償却資産をもっていないのに申告が必要か?
- 償却資産税について「申告のお願い」が届いた
- なにも持っていないのに、申告が必要なの?
固定資産税の一部である償却資産税は、なにも持っていなけれは、法律上は申告の義務はありません。
ただ「お願い」という名目で、なにも持っていなくても申告してください、と郵便が届くこともあります。
償却資産税は経理のやり方で「かかる・かからない」が変わるものもあり、ややこしい税金です。
この点を踏まえた結果、償却資産税がかかるものを持っていないのであれば、「お願い」に応じて申告しておくのがよいでしょう。
申告しなければならないのは誰か
償却資産税という税金があります。
固定資産税の一部という位置づけのもので、事業で使っている機械や備品などの固定資産にかかるものです。
減価償却をする資産にかかる固定資産税、なのです。
土地や建物であれば、登記したときの情報をもとに、何もしないでも固定資産税の納付書が送られてきます。
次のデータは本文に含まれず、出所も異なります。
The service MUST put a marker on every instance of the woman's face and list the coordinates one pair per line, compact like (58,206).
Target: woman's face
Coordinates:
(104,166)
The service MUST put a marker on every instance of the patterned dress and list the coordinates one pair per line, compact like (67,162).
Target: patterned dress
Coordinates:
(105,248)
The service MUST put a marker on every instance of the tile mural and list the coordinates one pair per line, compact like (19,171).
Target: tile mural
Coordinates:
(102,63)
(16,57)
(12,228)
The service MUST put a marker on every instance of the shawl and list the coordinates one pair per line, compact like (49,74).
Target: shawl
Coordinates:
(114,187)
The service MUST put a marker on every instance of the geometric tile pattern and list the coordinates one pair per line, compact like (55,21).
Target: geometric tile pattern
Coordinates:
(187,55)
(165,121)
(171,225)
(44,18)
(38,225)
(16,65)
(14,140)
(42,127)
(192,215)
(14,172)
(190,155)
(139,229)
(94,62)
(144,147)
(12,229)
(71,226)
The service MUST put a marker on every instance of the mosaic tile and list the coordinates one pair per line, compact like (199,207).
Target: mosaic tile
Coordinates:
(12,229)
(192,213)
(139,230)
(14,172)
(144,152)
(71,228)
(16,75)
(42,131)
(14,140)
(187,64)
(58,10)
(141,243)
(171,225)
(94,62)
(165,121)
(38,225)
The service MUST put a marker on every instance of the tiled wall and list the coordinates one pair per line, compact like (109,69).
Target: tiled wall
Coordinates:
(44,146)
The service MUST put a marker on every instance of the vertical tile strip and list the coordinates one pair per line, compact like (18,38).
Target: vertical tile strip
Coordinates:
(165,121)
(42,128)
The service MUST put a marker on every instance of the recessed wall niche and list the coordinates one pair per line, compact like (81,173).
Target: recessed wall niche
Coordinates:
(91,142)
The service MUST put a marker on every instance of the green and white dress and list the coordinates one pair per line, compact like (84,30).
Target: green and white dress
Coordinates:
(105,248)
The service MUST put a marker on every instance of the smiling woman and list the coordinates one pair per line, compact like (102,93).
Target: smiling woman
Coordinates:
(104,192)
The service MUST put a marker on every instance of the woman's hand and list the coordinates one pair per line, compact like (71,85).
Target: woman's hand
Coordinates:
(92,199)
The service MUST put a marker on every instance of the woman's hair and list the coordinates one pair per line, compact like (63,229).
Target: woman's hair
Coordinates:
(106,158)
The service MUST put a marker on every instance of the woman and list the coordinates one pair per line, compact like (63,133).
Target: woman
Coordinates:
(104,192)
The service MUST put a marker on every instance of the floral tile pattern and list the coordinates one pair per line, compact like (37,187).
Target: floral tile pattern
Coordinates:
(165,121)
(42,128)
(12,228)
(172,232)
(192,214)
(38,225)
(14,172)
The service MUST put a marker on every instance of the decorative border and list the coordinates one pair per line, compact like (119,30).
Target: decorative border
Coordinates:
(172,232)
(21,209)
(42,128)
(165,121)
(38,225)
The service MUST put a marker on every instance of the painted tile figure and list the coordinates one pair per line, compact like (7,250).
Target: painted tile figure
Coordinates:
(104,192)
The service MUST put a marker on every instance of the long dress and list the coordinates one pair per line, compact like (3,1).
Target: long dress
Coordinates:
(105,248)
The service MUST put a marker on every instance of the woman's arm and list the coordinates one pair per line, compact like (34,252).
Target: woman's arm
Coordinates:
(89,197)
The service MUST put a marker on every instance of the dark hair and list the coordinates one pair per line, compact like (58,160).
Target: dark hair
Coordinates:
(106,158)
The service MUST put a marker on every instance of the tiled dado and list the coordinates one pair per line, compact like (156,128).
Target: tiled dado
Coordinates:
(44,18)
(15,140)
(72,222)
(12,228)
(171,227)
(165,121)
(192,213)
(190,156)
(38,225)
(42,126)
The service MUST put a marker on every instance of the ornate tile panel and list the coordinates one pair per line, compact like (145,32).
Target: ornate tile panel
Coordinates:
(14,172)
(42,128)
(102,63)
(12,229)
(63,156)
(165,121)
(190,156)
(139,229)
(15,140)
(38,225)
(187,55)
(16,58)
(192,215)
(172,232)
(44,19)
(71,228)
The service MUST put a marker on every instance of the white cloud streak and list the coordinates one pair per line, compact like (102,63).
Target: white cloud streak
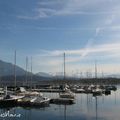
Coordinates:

一方、事業でつかっているものは、こちらが申告をしなければ、市区町村(税金を課す側)は把握のしようがありません。
そこで、毎年1月1日に所有している内容を、例年1月末までに、申告するようになっているのです。
償却資産の所有者は、毎年1月1日現在における償却資産について、その所在、種類、数量、取得時期、取得価額、耐用年数、見積価額その他必要な事項を1月31日までに償却資産の所在地の市町村長に申告しなければならない。
(地方税法第383条より)
つまり、償却資産税の申告をするのは、償却資産の所有者なのです。(ちなみに義務です)
もし償却資産を持っていなければ、所有者ではないため、申告は必要ないとも言えるのです。
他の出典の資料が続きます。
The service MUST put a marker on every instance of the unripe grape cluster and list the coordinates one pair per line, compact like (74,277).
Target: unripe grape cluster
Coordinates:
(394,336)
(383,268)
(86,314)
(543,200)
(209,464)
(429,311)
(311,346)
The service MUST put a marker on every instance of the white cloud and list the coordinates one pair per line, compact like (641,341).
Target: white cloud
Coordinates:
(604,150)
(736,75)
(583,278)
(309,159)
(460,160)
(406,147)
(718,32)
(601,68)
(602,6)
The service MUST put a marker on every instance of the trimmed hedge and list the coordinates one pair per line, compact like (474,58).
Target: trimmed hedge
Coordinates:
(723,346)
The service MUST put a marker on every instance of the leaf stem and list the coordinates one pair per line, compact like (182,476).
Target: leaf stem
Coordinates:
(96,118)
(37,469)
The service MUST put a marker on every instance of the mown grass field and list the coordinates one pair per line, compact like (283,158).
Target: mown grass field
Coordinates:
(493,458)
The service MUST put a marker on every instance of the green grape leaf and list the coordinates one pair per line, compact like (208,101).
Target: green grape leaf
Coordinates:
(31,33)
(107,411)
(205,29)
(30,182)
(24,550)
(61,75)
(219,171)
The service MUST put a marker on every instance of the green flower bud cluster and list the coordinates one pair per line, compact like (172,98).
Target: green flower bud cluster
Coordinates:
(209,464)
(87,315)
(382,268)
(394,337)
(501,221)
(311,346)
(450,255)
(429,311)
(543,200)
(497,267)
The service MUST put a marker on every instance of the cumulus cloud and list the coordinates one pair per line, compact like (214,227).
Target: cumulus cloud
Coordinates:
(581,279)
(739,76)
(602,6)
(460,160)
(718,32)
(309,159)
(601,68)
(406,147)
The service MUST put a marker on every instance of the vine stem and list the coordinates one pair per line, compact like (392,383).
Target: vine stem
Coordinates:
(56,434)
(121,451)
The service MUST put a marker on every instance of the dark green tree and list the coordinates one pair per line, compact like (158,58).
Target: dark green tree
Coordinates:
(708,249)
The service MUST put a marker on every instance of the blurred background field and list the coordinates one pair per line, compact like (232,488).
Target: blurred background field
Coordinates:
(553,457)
なお、所有している償却資産がすくない場合は、免税になることもあります。
持っているけど、結果として税金はゼロになる。
このような場合でも、償却資産を持っているときは申告が必要なので、気をつけておきましょう。
持っていないのに申告が必要か
会社を設立したり、引っ越し(本店移転)をしたときなどに、それぞれの自治体から申告書が送られてくることがあります。
頼んでいなくても、11月頃に。
その郵便の中に、自治体にもよりますが、次のような「お願い」が入っていることがあります。
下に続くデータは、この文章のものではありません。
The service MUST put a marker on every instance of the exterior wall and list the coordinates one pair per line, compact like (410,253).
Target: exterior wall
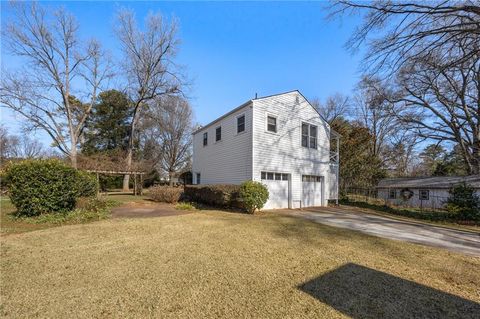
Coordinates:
(282,151)
(333,182)
(228,161)
(437,198)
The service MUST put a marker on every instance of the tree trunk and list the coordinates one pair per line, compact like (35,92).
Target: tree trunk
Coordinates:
(170,176)
(126,178)
(73,152)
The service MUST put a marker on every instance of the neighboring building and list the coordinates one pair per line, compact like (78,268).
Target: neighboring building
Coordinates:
(431,192)
(279,140)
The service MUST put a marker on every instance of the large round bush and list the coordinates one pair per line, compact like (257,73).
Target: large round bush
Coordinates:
(254,195)
(46,186)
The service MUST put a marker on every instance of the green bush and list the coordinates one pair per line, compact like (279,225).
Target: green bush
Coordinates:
(46,186)
(219,195)
(254,195)
(87,210)
(464,202)
(165,194)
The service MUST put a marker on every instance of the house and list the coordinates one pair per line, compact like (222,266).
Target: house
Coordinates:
(280,140)
(428,192)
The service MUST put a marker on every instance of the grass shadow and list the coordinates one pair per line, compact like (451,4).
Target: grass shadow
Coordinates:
(361,292)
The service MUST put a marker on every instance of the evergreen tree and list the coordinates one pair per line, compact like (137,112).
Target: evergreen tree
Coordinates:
(109,126)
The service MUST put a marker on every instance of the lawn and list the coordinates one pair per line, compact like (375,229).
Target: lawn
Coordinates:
(219,264)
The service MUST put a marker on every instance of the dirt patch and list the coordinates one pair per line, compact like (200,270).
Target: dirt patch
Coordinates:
(145,210)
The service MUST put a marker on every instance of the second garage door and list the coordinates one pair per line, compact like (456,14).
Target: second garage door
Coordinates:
(278,189)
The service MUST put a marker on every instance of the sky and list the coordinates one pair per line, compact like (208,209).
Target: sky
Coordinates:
(231,51)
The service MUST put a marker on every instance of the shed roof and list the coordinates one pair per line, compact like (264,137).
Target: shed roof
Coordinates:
(429,182)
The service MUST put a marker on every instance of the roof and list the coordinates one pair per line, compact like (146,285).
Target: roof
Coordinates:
(259,98)
(429,182)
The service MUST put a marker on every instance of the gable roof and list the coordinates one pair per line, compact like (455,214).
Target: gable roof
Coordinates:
(429,182)
(260,98)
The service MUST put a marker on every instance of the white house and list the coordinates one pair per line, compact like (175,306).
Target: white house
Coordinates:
(280,140)
(426,192)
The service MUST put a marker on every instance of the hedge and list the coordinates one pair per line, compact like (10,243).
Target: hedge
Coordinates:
(220,195)
(46,186)
(254,195)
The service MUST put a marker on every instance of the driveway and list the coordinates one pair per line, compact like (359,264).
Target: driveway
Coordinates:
(454,240)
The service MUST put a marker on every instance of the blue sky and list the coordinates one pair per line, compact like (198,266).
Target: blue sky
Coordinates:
(232,50)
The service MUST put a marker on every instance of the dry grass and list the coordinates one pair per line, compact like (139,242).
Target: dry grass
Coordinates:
(214,264)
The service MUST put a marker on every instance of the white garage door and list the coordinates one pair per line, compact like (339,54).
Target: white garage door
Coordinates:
(278,191)
(312,187)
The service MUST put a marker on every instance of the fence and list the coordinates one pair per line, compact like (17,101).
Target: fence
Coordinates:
(375,197)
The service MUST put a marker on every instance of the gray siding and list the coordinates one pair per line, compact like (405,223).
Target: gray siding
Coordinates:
(228,161)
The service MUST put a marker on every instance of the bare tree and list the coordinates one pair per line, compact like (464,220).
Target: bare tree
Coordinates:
(375,112)
(148,65)
(13,146)
(398,32)
(336,105)
(441,102)
(56,61)
(168,125)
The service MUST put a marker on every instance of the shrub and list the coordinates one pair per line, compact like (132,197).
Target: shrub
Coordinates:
(254,195)
(88,209)
(220,195)
(464,202)
(166,194)
(45,186)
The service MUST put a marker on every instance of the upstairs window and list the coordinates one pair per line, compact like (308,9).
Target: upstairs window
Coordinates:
(240,124)
(272,124)
(205,139)
(309,135)
(424,194)
(274,176)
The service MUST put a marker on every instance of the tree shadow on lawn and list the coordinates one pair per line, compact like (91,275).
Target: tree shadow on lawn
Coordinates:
(361,292)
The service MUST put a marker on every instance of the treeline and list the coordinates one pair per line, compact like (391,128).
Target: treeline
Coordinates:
(125,113)
(416,111)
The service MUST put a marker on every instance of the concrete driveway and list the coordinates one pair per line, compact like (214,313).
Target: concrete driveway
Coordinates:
(354,219)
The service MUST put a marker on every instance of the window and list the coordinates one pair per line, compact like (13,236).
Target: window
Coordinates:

固定資産税は、土地・家屋のほかに機械や備品などの償却資産についても課税の対象となっており、地方税法第383条によって申告していただくことになっております。
つきましては、同封の「手引き」をご参照のうえ、所有する全ての償却資産を、資産の所在する区にある都税事務所に申告していただくようお願いいたします。
(該当する資産がない場合でも、お手数ですが申告書「備考欄」に「該当資産なし」とご記入のうえ、申告書の提出をお願いいたします。)
(とある都税事務所からの郵送物より)
法律上、償却資産をもっていなければ、申告は不要です。
この郵便も、よくよく見れば「お願い」ですが、そこまで気が回るかたは少数派で、やっぱり気になってしまいますよね。
こういう郵便を送ってくる以上、市区町村としては償却資産税をとりたいわけです。
一つの理由として、単価が10万円以上~20万円未満の固定資産は、償却資産税がかかる・かからないの判断がややこしい、ということがあります。
この値段帯のものは、3年で経費化する一括償却をしているとき以外は、償却資産税がかかります。
(結果として免税だったとしても、対象にはなります)
償却資産税ではなく、法人税や所得税をかんがえるとき、30万円未満のものは一括で経費にできるというのはご存じのかたも多いです。
ただ、この方法をつかう場合、じつは償却資産税がかかることになるのです。
そもそも償却資産税はマイナーな税金ですし、申告の時期もメジャーなイベントである年末調整とかぶり影が薄いです。
こんな理由で、税金の取りはぐれがないように「お願い」しているのだと思います。
多少の手間はかかりますが、申告しておくのがよいでしょう。
また同じ郵便が届いたり、確認の電話がきたりするのも嫌ですしね。
まとめ
償却資産の申告は、毎年1月1日に所有しているかたが行います。
もし何ももっていなければ、法律上は、申告する必要はありません。
ただ、「お願い」という名目で「申告してね」と郵便が届くこともあります。
義務でない以上、申告しないという選択肢もありますし、後日になんらかの問い合わせがくる可能性をなくすために申告しておくのもよいでしょう。
単価が20万円未満のものは、償却資産税がかかるかどうかの点でややこしくなっています。
日ごろから、これを踏まえて経理しておくのが吉です。
※ 記事作成時点の情報・法令等に基づいております。